This article was originally published in The Dundee Courier on Saturday 21st March 2015.
You're
Back In The Room: Saturday,
STV
Ordinary
Lies: Tuesday, BBC One
Paul
Whitelaw
ITV's
Saturday night schedules are haunted by the ghosts of countless dead
ducks. Last week this shiny-floored miasma of shrill mediocrity was
visited by a quacking flop to end them all.
An
insurmountably flawed game show, You're Back In The Room
features dignity-shy contestants working together to win a grand
prize of £25,000. The high-concept twist? Their various challenges
must be carried out while under hypnosis. Let hilarity commence!
Derren
Brown aside, stage hypnosis is ill-reputed as a cheap, tawdry
spectacle in which velveteen show-offs make pants-exposing patsies dance to
Sex Bomb while barking like dogs. You're
Back In The Room does little to dispel such preconceptions.
Indeed, it embraces them.
But
that's not really the problem. No, the honking flaw in its premise is
the dubious competitive element. I'm the world's most painfully
awkward human, but I dare say even I would abandon my self-respect to perform an abysmal James Brown impersonation on TV if thousands of
pounds were on offer. The whole sorry enterprise is catnip for
cynics.
Blandly
Irish mind man Keith Barry, whose job it is to manipulate the
contestants, immediately set alarm bells ringing when he demanded
that sceptics ask themselves this: would the participants really do
these “crazy, silly and outrageous” things and risk losing a big
cash prize if they hadn't been hypnotised?
Well
yes. Obviously. Come on, Keith, you're familiar with human nature and
the demands of television, right? Seriously, I doubt the world of
stage hypnosis will ever recover from this catastrophic own goal. Its
integrity has been fatally compromised.
While
I appreciate that hypnotic suggestion works on those susceptible to
it, the confection laid before us is woefully unconvincing. In
their supposedly triggered state, the contestants seem suspiciously
self-conscious. It's
like watching a bunch of amateur comedians improvising ineptly.
Round
one summed up the rot. A potter's wheel skit, it was as if The
Generation Game had been hijacked by wacky 1970s military
scientists with a warehouse full of psychotropic drugs. Except
nowhere near as much fun as that sounds.
This
misfiring concoction is embarrassing, not because the
contestants make fools of themselves – they don't, not really - but
because everyone involved is trying desperately hard to conjure
entertainment from an unworkable concept.
One
of the safest pairs of hands in the business, Phillip Schofield can
host such pap in his sleep. Possibly quite literally in this case.

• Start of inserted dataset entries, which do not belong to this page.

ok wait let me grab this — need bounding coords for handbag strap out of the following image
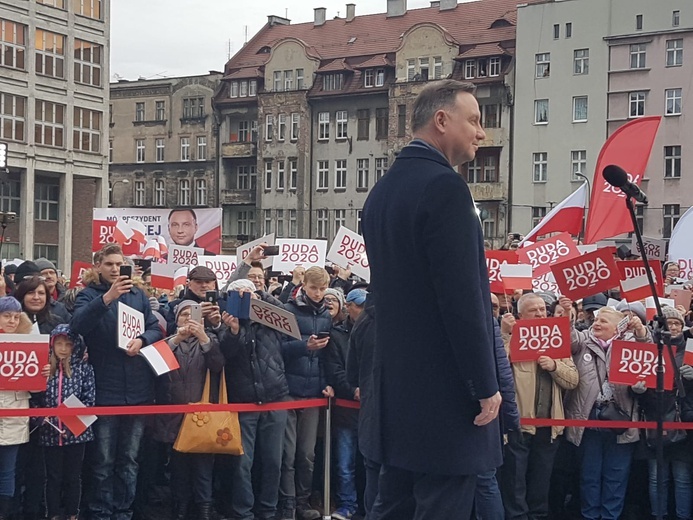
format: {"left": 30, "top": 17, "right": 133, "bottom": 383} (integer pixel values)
{"left": 218, "top": 368, "right": 228, "bottom": 405}
{"left": 201, "top": 370, "right": 212, "bottom": 404}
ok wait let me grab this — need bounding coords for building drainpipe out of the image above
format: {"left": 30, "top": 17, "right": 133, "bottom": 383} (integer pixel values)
{"left": 506, "top": 84, "right": 515, "bottom": 238}
{"left": 308, "top": 100, "right": 315, "bottom": 239}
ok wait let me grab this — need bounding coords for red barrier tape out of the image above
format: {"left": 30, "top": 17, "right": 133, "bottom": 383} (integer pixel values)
{"left": 521, "top": 417, "right": 693, "bottom": 430}
{"left": 334, "top": 399, "right": 361, "bottom": 410}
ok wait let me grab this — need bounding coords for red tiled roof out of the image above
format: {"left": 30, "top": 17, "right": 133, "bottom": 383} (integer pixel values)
{"left": 457, "top": 43, "right": 509, "bottom": 59}
{"left": 353, "top": 54, "right": 395, "bottom": 69}
{"left": 317, "top": 58, "right": 354, "bottom": 73}
{"left": 222, "top": 68, "right": 263, "bottom": 80}
{"left": 223, "top": 0, "right": 542, "bottom": 73}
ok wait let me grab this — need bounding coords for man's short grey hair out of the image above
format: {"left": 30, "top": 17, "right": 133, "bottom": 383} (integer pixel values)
{"left": 411, "top": 80, "right": 477, "bottom": 133}
{"left": 517, "top": 292, "right": 545, "bottom": 315}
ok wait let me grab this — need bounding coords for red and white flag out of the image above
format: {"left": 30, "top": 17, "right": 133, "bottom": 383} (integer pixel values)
{"left": 620, "top": 274, "right": 651, "bottom": 302}
{"left": 139, "top": 340, "right": 180, "bottom": 376}
{"left": 129, "top": 220, "right": 147, "bottom": 245}
{"left": 112, "top": 219, "right": 134, "bottom": 245}
{"left": 645, "top": 297, "right": 676, "bottom": 321}
{"left": 174, "top": 266, "right": 189, "bottom": 286}
{"left": 685, "top": 339, "right": 693, "bottom": 367}
{"left": 500, "top": 264, "right": 533, "bottom": 291}
{"left": 142, "top": 239, "right": 161, "bottom": 259}
{"left": 150, "top": 263, "right": 178, "bottom": 290}
{"left": 156, "top": 235, "right": 168, "bottom": 255}
{"left": 58, "top": 394, "right": 97, "bottom": 437}
{"left": 522, "top": 183, "right": 587, "bottom": 244}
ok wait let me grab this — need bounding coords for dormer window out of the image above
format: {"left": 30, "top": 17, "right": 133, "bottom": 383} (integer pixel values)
{"left": 465, "top": 59, "right": 476, "bottom": 79}
{"left": 229, "top": 80, "right": 257, "bottom": 98}
{"left": 364, "top": 68, "right": 385, "bottom": 88}
{"left": 324, "top": 73, "right": 343, "bottom": 91}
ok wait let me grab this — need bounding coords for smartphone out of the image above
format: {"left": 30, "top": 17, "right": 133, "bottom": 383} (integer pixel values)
{"left": 119, "top": 265, "right": 132, "bottom": 278}
{"left": 226, "top": 292, "right": 251, "bottom": 320}
{"left": 316, "top": 331, "right": 330, "bottom": 339}
{"left": 205, "top": 290, "right": 218, "bottom": 305}
{"left": 263, "top": 245, "right": 280, "bottom": 256}
{"left": 190, "top": 303, "right": 202, "bottom": 323}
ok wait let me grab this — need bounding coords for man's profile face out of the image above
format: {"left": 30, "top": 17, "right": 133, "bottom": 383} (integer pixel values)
{"left": 444, "top": 92, "right": 486, "bottom": 166}
{"left": 168, "top": 211, "right": 198, "bottom": 246}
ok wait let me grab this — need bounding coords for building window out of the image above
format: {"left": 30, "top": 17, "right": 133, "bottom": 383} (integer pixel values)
{"left": 73, "top": 107, "right": 101, "bottom": 153}
{"left": 324, "top": 73, "right": 343, "bottom": 91}
{"left": 364, "top": 69, "right": 374, "bottom": 88}
{"left": 155, "top": 138, "right": 165, "bottom": 162}
{"left": 433, "top": 57, "right": 443, "bottom": 79}
{"left": 316, "top": 209, "right": 328, "bottom": 239}
{"left": 336, "top": 110, "right": 348, "bottom": 139}
{"left": 483, "top": 219, "right": 496, "bottom": 239}
{"left": 73, "top": 0, "right": 101, "bottom": 19}
{"left": 464, "top": 59, "right": 476, "bottom": 79}
{"left": 573, "top": 96, "right": 588, "bottom": 122}
{"left": 178, "top": 179, "right": 191, "bottom": 206}
{"left": 264, "top": 160, "right": 272, "bottom": 190}
{"left": 195, "top": 178, "right": 207, "bottom": 206}
{"left": 357, "top": 109, "right": 369, "bottom": 140}
{"left": 571, "top": 150, "right": 587, "bottom": 180}
{"left": 375, "top": 158, "right": 388, "bottom": 182}
{"left": 265, "top": 115, "right": 274, "bottom": 141}
{"left": 0, "top": 19, "right": 27, "bottom": 70}
{"left": 418, "top": 57, "right": 430, "bottom": 80}
{"left": 180, "top": 137, "right": 190, "bottom": 161}
{"left": 483, "top": 155, "right": 498, "bottom": 182}
{"left": 482, "top": 104, "right": 500, "bottom": 128}
{"left": 276, "top": 209, "right": 284, "bottom": 238}
{"left": 464, "top": 151, "right": 499, "bottom": 183}
{"left": 574, "top": 49, "right": 589, "bottom": 74}
{"left": 673, "top": 10, "right": 680, "bottom": 27}
{"left": 273, "top": 71, "right": 282, "bottom": 92}
{"left": 238, "top": 120, "right": 250, "bottom": 142}
{"left": 533, "top": 152, "right": 548, "bottom": 183}
{"left": 553, "top": 24, "right": 560, "bottom": 39}
{"left": 397, "top": 105, "right": 406, "bottom": 137}
{"left": 249, "top": 80, "right": 257, "bottom": 96}
{"left": 182, "top": 97, "right": 204, "bottom": 118}
{"left": 376, "top": 68, "right": 385, "bottom": 86}
{"left": 630, "top": 44, "right": 647, "bottom": 69}
{"left": 566, "top": 22, "right": 572, "bottom": 38}
{"left": 532, "top": 207, "right": 547, "bottom": 228}
{"left": 277, "top": 161, "right": 285, "bottom": 191}
{"left": 35, "top": 29, "right": 65, "bottom": 79}
{"left": 73, "top": 39, "right": 102, "bottom": 87}
{"left": 155, "top": 101, "right": 165, "bottom": 121}
{"left": 535, "top": 53, "right": 550, "bottom": 78}
{"left": 35, "top": 100, "right": 65, "bottom": 147}
{"left": 466, "top": 157, "right": 481, "bottom": 183}
{"left": 666, "top": 39, "right": 683, "bottom": 67}
{"left": 284, "top": 70, "right": 293, "bottom": 91}
{"left": 289, "top": 159, "right": 298, "bottom": 191}
{"left": 296, "top": 69, "right": 304, "bottom": 89}
{"left": 664, "top": 145, "right": 682, "bottom": 178}
{"left": 477, "top": 58, "right": 488, "bottom": 78}
{"left": 34, "top": 244, "right": 58, "bottom": 265}
{"left": 318, "top": 112, "right": 330, "bottom": 140}
{"left": 239, "top": 80, "right": 248, "bottom": 97}
{"left": 154, "top": 179, "right": 165, "bottom": 206}
{"left": 0, "top": 93, "right": 26, "bottom": 142}
{"left": 237, "top": 166, "right": 250, "bottom": 190}
{"left": 628, "top": 204, "right": 645, "bottom": 237}
{"left": 407, "top": 59, "right": 416, "bottom": 81}
{"left": 237, "top": 211, "right": 249, "bottom": 235}
{"left": 534, "top": 99, "right": 549, "bottom": 124}
{"left": 357, "top": 158, "right": 369, "bottom": 190}
{"left": 356, "top": 209, "right": 363, "bottom": 234}
{"left": 317, "top": 160, "right": 329, "bottom": 190}
{"left": 335, "top": 160, "right": 347, "bottom": 190}
{"left": 197, "top": 136, "right": 207, "bottom": 161}
{"left": 334, "top": 209, "right": 346, "bottom": 236}
{"left": 277, "top": 114, "right": 286, "bottom": 141}
{"left": 489, "top": 57, "right": 501, "bottom": 77}
{"left": 663, "top": 204, "right": 680, "bottom": 239}
{"left": 230, "top": 82, "right": 239, "bottom": 98}
{"left": 290, "top": 113, "right": 299, "bottom": 140}
{"left": 134, "top": 180, "right": 145, "bottom": 207}
{"left": 665, "top": 88, "right": 682, "bottom": 115}
{"left": 135, "top": 102, "right": 145, "bottom": 122}
{"left": 0, "top": 179, "right": 20, "bottom": 214}
{"left": 108, "top": 139, "right": 112, "bottom": 163}
{"left": 35, "top": 183, "right": 59, "bottom": 221}
{"left": 375, "top": 108, "right": 388, "bottom": 139}
{"left": 264, "top": 209, "right": 272, "bottom": 235}
{"left": 629, "top": 91, "right": 646, "bottom": 117}
{"left": 636, "top": 14, "right": 643, "bottom": 30}
{"left": 134, "top": 139, "right": 145, "bottom": 163}
{"left": 289, "top": 210, "right": 297, "bottom": 238}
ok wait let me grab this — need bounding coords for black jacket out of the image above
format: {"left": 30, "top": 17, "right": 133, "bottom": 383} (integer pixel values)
{"left": 218, "top": 292, "right": 289, "bottom": 404}
{"left": 325, "top": 319, "right": 358, "bottom": 428}
{"left": 493, "top": 319, "right": 520, "bottom": 434}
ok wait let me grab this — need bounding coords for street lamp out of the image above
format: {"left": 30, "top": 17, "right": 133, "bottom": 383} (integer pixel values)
{"left": 109, "top": 178, "right": 130, "bottom": 207}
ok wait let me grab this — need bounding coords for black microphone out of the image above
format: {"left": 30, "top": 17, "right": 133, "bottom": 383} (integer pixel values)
{"left": 602, "top": 164, "right": 648, "bottom": 204}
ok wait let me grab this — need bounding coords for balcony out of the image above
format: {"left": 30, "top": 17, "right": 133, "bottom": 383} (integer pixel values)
{"left": 479, "top": 127, "right": 507, "bottom": 147}
{"left": 468, "top": 182, "right": 505, "bottom": 201}
{"left": 220, "top": 189, "right": 256, "bottom": 205}
{"left": 221, "top": 141, "right": 257, "bottom": 159}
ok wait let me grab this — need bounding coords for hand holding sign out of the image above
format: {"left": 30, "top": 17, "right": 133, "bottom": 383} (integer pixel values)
{"left": 117, "top": 303, "right": 144, "bottom": 352}
{"left": 551, "top": 248, "right": 621, "bottom": 301}
{"left": 609, "top": 340, "right": 674, "bottom": 390}
{"left": 248, "top": 299, "right": 302, "bottom": 340}
{"left": 0, "top": 334, "right": 50, "bottom": 391}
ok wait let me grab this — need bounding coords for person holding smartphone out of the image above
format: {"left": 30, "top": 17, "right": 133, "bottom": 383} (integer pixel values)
{"left": 166, "top": 266, "right": 222, "bottom": 335}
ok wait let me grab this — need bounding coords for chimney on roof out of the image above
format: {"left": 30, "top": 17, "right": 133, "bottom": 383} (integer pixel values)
{"left": 267, "top": 15, "right": 291, "bottom": 26}
{"left": 314, "top": 7, "right": 326, "bottom": 26}
{"left": 346, "top": 3, "right": 356, "bottom": 22}
{"left": 430, "top": 1, "right": 440, "bottom": 6}
{"left": 439, "top": 0, "right": 457, "bottom": 10}
{"left": 386, "top": 0, "right": 407, "bottom": 17}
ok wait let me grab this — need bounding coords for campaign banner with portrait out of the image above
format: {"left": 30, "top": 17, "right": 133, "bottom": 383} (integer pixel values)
{"left": 92, "top": 208, "right": 222, "bottom": 256}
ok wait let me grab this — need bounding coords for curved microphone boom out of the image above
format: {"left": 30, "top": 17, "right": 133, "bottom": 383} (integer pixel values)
{"left": 602, "top": 164, "right": 648, "bottom": 204}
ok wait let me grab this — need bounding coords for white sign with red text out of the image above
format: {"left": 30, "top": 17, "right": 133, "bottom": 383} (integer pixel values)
{"left": 327, "top": 227, "right": 370, "bottom": 282}
{"left": 237, "top": 234, "right": 275, "bottom": 270}
{"left": 117, "top": 303, "right": 144, "bottom": 351}
{"left": 197, "top": 256, "right": 238, "bottom": 283}
{"left": 168, "top": 245, "right": 203, "bottom": 267}
{"left": 631, "top": 236, "right": 667, "bottom": 262}
{"left": 272, "top": 239, "right": 327, "bottom": 273}
{"left": 249, "top": 299, "right": 302, "bottom": 340}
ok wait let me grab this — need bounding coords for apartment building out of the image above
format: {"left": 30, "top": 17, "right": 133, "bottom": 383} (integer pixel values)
{"left": 0, "top": 0, "right": 110, "bottom": 267}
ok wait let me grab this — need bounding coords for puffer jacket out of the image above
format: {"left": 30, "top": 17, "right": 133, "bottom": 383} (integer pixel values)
{"left": 282, "top": 290, "right": 332, "bottom": 397}
{"left": 0, "top": 313, "right": 34, "bottom": 446}
{"left": 70, "top": 276, "right": 163, "bottom": 405}
{"left": 219, "top": 292, "right": 289, "bottom": 404}
{"left": 493, "top": 319, "right": 520, "bottom": 434}
{"left": 564, "top": 326, "right": 652, "bottom": 447}
{"left": 152, "top": 330, "right": 224, "bottom": 444}
{"left": 38, "top": 325, "right": 95, "bottom": 446}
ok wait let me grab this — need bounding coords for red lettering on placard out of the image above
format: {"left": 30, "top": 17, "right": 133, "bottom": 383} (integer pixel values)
{"left": 280, "top": 243, "right": 320, "bottom": 265}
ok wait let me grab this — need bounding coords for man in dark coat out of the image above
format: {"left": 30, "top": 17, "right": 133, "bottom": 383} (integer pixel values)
{"left": 361, "top": 79, "right": 502, "bottom": 519}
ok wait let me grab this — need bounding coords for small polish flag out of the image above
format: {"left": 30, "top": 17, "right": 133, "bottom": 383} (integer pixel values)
{"left": 140, "top": 339, "right": 180, "bottom": 376}
{"left": 500, "top": 263, "right": 534, "bottom": 291}
{"left": 685, "top": 339, "right": 693, "bottom": 367}
{"left": 150, "top": 262, "right": 176, "bottom": 290}
{"left": 113, "top": 219, "right": 134, "bottom": 245}
{"left": 129, "top": 220, "right": 147, "bottom": 245}
{"left": 174, "top": 266, "right": 189, "bottom": 286}
{"left": 620, "top": 275, "right": 652, "bottom": 302}
{"left": 58, "top": 394, "right": 97, "bottom": 437}
{"left": 156, "top": 235, "right": 168, "bottom": 255}
{"left": 142, "top": 239, "right": 161, "bottom": 259}
{"left": 645, "top": 297, "right": 676, "bottom": 321}
{"left": 521, "top": 183, "right": 587, "bottom": 244}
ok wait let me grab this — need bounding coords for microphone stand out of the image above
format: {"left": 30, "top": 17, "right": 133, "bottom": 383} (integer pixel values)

But you can tell his heart's not in it. He giggles along gamely, but
even the studio audience, who can normally be relied upon to laugh
uproariously at nothing whatsoever, sound like they'd rather be back in any
other room than this.
A
sub-Jimmy McGovern ensemble drama, Ordinary Lies is
essentially a series of standalone plays following various car
showroom employees as they struggle with their awful lives.
The
overarching theme of guilt and deceit was introduced via the story of
a disenchanted salesman – a decent straight performance from comedian
Jason Manford – who, when faced with redundancy due to persistent
lateness, concocted a terrible spur-of-the-moment lie: his wife had
died. Playing on his colleague's sympathy, he manipulated the fantasy
before inevitably being rumbled.
McGovern
would've milked this uncomfortable premise for all it's worth, but
writer Danny Brocklehurst delivered an unsatisfying, thinly developed
morality play bereft of depth or surprise. It was all so... ordinary.